Monday, July 2

Isentropic get £14 million investment

One of the key technology innovations that will transform our communities into low carbon energy users is the development of low cost energy storage solutions. There are many companies and organisations that are developing systems that will work on a large scale, many use some form of battery, whether the common lithium based batteries or more complex flow batteries.

The need for energy storage is connected to the variability of renewable energy sources. The scale that renewable energy is currently used and will be used in the immediate future does not really require a great deal of energy storage, however with the growth in renewables and the greater use of electricity as the primary method of distributing energy, we need a cheap way of storing electrical energy to smooth out potential peaks and troughs. This will also enable the removal from our sysem of large coal fired power stations and other fossil fuel systems.

A company a few miles from Waterlooville - probably surprising to many - is at the front of this drive to provide a solution (they are probably world leaders). Isentropic was originally based in Cambridge and about a year or two ago moved to Segensworth near Fareham to take advantage of the local aerospace engineering skills. Their technology uses cheap and common materials, such as steel, gravel and Argon gas. Argon gas may sound exotic, but after Oxygen and Nitrogen, it is the most common gas in our atmosphere, so unlike lithium and exotic metals used in other solutions, Isentropic are using basic materials already well used and developed.

So what makes Isentropic special (apart from being in Hampshire) ?

Their system takes electricity from our electricity grid and power stations and uses it to power a special engine to pump heat from one container filled with gravel to another. Argon gas is used as the transfer medium. This effectively transforms the electrical energy into a difference in temperature between the two containers. When the energy is needed, the process is reversed and the engine is driven by the difference in temperature between the two containers and the electric motor that drove the engine as a pump, now becomes a generator and returns the energy to the grid as electricity.

The system is 75% efficient and this is similar to existing pumped energy systems such as Dinorwig in Wales which are currently used to handle the peaks and troughs in demand. When electricity demand is slack Dinorwig pumps water into a lake in the mountains, when demand peaks (everyone has a cup of tea at half time in a football match) Dinorwig releases the water in the mountain lake and it is used to generate electricity. Effectively it is a huge battery.

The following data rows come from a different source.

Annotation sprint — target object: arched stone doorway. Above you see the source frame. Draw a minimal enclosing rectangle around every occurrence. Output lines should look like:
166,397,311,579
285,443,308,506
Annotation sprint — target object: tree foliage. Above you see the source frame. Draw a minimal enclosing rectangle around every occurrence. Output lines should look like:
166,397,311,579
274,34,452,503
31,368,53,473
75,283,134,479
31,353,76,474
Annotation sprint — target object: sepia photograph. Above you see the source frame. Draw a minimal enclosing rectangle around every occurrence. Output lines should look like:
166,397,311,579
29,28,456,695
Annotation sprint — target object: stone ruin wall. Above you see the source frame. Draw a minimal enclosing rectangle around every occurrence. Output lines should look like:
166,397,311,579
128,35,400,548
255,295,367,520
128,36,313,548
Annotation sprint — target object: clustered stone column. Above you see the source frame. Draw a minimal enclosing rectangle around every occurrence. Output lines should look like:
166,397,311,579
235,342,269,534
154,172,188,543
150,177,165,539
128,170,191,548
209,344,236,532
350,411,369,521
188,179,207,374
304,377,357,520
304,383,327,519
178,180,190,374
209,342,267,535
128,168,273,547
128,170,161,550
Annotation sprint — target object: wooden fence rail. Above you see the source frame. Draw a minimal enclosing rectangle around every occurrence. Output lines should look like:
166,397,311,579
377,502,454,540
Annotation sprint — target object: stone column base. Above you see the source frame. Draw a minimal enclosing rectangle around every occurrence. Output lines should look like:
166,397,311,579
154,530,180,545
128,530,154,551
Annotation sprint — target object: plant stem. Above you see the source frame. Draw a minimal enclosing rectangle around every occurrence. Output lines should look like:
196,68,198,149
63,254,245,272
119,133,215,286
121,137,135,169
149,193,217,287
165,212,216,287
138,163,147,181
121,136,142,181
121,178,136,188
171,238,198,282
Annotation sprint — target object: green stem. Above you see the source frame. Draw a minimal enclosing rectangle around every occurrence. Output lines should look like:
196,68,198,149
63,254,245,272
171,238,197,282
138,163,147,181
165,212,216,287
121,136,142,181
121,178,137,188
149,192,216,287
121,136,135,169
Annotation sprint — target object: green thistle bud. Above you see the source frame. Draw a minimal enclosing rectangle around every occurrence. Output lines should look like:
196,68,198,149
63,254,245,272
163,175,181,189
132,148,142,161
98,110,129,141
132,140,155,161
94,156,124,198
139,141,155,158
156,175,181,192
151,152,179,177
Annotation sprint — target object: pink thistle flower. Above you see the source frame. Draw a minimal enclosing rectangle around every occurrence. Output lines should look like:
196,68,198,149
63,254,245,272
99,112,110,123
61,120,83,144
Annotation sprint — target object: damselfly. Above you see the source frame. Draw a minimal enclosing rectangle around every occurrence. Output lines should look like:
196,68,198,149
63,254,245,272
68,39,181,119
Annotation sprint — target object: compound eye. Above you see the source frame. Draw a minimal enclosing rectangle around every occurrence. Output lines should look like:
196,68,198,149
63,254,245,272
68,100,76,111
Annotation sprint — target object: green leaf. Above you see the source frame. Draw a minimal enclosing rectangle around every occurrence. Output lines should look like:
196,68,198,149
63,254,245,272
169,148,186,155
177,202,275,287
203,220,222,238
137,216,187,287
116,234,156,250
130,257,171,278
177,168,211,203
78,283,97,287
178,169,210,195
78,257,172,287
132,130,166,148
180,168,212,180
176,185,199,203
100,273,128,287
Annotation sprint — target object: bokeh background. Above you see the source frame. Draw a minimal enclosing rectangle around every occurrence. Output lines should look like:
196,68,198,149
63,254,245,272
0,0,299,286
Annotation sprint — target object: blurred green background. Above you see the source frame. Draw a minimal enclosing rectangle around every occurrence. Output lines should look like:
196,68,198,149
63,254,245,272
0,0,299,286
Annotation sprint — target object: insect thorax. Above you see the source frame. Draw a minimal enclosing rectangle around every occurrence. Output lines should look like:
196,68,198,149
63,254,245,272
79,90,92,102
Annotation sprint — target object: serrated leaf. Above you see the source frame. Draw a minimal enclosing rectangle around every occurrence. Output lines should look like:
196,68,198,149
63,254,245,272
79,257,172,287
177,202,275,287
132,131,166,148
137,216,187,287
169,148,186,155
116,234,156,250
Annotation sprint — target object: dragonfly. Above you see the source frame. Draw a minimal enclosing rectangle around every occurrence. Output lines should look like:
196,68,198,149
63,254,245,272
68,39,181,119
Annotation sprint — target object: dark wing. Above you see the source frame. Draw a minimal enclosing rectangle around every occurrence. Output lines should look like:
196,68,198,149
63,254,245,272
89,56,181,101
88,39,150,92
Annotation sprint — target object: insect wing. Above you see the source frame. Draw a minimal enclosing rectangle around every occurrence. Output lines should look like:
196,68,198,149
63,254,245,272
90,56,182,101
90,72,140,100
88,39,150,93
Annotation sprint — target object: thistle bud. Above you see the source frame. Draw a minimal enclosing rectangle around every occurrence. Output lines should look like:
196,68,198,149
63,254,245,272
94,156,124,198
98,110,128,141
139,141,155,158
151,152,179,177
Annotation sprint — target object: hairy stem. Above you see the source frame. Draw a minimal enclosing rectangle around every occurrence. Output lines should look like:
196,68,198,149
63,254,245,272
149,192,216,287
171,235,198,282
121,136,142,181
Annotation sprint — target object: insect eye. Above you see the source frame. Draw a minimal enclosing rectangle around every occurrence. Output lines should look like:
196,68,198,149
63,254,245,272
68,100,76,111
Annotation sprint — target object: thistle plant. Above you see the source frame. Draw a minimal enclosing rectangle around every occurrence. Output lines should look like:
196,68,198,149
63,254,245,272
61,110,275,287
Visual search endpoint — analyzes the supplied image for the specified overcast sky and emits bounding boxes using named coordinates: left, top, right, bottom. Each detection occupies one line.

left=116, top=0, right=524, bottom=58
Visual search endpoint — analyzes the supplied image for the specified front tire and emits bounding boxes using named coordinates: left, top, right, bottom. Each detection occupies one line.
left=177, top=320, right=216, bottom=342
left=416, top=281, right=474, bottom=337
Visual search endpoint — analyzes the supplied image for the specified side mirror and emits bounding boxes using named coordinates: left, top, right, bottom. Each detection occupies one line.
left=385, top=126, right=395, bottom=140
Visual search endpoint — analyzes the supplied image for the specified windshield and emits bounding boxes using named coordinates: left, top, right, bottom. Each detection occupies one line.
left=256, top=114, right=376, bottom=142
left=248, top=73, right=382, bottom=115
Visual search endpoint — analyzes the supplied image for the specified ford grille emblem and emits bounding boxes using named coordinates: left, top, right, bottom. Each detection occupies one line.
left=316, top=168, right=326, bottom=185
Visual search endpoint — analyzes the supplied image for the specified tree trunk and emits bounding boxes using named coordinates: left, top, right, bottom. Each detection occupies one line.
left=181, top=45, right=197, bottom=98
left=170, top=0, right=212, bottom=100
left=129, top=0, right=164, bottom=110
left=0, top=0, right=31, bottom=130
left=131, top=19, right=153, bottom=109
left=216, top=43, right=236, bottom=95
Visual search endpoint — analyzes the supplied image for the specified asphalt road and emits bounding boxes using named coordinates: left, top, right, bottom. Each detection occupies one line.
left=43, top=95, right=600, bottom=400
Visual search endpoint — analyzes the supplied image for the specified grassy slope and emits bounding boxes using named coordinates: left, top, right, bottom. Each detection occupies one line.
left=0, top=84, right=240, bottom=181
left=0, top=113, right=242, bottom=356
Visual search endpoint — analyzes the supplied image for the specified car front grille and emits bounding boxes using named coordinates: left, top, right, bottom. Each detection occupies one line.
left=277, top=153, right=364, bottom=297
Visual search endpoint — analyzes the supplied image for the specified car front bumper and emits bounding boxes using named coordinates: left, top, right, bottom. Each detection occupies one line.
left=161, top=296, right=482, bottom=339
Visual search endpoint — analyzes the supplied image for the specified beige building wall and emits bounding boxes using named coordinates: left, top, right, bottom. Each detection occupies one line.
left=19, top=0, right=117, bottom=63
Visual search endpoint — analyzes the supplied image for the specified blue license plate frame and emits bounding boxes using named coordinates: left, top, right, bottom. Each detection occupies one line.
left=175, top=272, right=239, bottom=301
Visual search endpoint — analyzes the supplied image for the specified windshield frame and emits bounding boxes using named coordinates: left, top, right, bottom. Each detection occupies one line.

In June Isentropic received £14 million in funding to move their system from the prototype stage to the first trial system connected to the grid. This unit will be rated at 1.5MW/6MWh and will be connected to a substation in the Midlands. Future units will be larger and rated between 12 and 24MW.

Given that there are some 5000 substations in the UK. If each one was connected to one of these units, the storage capacity would be in the range of 240 and 480GWh ( based on the larger scale units envisioned and the capacity of the trial unit). In comparison Dinorwig has a capacity of about 10.8 GWh.

So this technology has a lot of potential and is likely to be one of many energy storage solutions that will transform our lives, enabling greater use of low carbon technology.

Various news and press releases:


Anonymous said...

You may be interested in the technology being developed by Highview Power Storage. This uses liquid nitrogen for thermal storage of energy. It doesn't seem to have got as much coverage as the Isentropic system, despite being a little further ahead: they've already deployed a prototype in a power station.

TheVille said...

I have looked at that technology before. They can also use air.

My interest in Isentropic is partly because it is a 'local' company although not based in Havant Borough. I was a bit surprised when they moved from Cambridge to Fareham! We obviously have more to offer locally than I thought.